LA TRANSITION DEMOGRAPHIQUE EN 2010 AU MAROC

Taux de fécondité, Taux de mortalité, Espérance de vie & Âge de mariage

 

11-03-18-Transition-demographique-au-Maroc-2010.jpg

 

Sources : Haut commissaire au plan «  Enquête nationale démographique à passages répétés » in

1- « Pourquoi le Maroc vieillit » L’économiste, n°3486, pages 1-3, du 15/03/2011

2- « Les marocains ont changé de vie ! » Le Soir Echo, n°782, page 8, du 15/03/2011

 

Méthodologie : Une enquête à trois passages
L’enquête de 2010 a été réalisée auprès d’un échantillon de 105.000 ménages représentatifs de l’ensemble de la population marocaine, lesquels ont été interviewés au cours de trois passages d’enquêteurs, espacés de six mois entre mai 2009 et août 2010. Le premier passage a servi à dresser l’état de la population, de ses caractéristiques démographiques et socioéconomiques et de ses conditions d’habitat.
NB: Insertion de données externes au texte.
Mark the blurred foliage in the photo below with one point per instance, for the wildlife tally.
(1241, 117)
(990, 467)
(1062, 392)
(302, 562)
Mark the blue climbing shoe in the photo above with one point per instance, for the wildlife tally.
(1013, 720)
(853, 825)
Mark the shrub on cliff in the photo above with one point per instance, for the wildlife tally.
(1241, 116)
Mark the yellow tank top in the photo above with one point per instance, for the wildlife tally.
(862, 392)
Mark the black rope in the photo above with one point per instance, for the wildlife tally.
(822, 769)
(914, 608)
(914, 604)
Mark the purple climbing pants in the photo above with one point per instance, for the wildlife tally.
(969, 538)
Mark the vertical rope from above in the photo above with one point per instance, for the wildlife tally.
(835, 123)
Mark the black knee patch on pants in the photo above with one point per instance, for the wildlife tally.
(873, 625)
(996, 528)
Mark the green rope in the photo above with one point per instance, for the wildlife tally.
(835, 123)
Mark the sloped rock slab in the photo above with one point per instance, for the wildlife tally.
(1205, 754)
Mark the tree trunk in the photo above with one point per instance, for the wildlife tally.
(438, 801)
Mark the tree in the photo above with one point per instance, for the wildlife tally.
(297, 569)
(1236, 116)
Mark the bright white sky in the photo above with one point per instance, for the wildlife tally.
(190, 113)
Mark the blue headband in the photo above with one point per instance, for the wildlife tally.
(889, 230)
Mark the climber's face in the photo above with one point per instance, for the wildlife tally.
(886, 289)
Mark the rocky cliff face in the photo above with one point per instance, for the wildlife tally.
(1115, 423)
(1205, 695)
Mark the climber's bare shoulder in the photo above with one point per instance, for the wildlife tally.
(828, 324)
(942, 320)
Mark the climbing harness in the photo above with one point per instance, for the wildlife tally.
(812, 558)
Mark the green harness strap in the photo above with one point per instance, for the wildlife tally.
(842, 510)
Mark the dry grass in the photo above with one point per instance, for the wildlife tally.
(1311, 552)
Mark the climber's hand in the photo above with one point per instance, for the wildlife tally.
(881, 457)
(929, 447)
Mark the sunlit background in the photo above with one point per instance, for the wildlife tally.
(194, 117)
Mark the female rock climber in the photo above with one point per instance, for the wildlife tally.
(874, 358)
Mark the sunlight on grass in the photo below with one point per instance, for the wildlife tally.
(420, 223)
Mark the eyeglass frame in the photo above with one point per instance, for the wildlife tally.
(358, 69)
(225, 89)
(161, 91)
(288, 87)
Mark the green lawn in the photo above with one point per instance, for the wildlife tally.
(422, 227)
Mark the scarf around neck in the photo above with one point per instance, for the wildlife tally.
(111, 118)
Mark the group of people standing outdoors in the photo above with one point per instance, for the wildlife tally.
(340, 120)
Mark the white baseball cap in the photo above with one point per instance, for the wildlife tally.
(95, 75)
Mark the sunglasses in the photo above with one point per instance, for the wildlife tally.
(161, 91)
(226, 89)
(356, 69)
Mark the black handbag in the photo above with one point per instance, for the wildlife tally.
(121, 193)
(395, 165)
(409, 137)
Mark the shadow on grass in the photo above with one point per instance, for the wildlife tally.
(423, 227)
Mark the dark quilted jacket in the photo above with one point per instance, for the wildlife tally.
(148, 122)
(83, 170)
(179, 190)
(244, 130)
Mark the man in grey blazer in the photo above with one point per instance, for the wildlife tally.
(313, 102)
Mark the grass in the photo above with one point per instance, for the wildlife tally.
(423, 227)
Les deux autres passages ont permis d’enregistrer et de suivre les événements démographiques de ces ménages: nuptialité, natalité, mortalité, grossesses, avortements ainsi que des mouvements migratoires à l’intérieur et hors du pays.

 

TAUX DE FECONDITE AU MAROC EN 2010 : 2,19 enfants

      - Contre 7,2 au début des années 1960, soit 5 enfants de moins. Un chiffre, qui descend en dessous du seuil de remplacement des générations dans le milieu urbain à 1,84. «C’est donc un tournant sans précédent», relève l’enquête

      - Bien que le taux de fécondité rurale (2,70) n’ait pas encore atteint le seuil de remplacement, le rythme de sa baisse au fil des années, laisse entrevoir une tendance similaire à celle des villes. En effet, l’écart de fécondité entre le rural et l’urbain est passé de 3,2 enfants en 1986 à 0,9 enfant en 2009

      - « Cette évolution est un phénomène qui va bien au-delà du contrôle des naissances. Il s’agit d’une transformation structurelle. Elle traduit l’émergence de l’individualisme avec ses implications socio-économiques, voire politiques ? » [1]

      - Par rapport aux autres pays : Certes le Maroc est entré plus tard dans la transition démographique, mais il connaît une accélération de cette transition qui lui permet de rattraper les pays qui l’ont devancé comme la Tunisie (2,05) et le Liban (1,69). «Même par rapport à l’Europe, il n’est plus qu’à quelques décimales de la France 2,02», indique l’enquête.
A noter aussi que les dernières années furent décisives dans la forte diminution de la fécondité vers le seuil de renouvellement des générations.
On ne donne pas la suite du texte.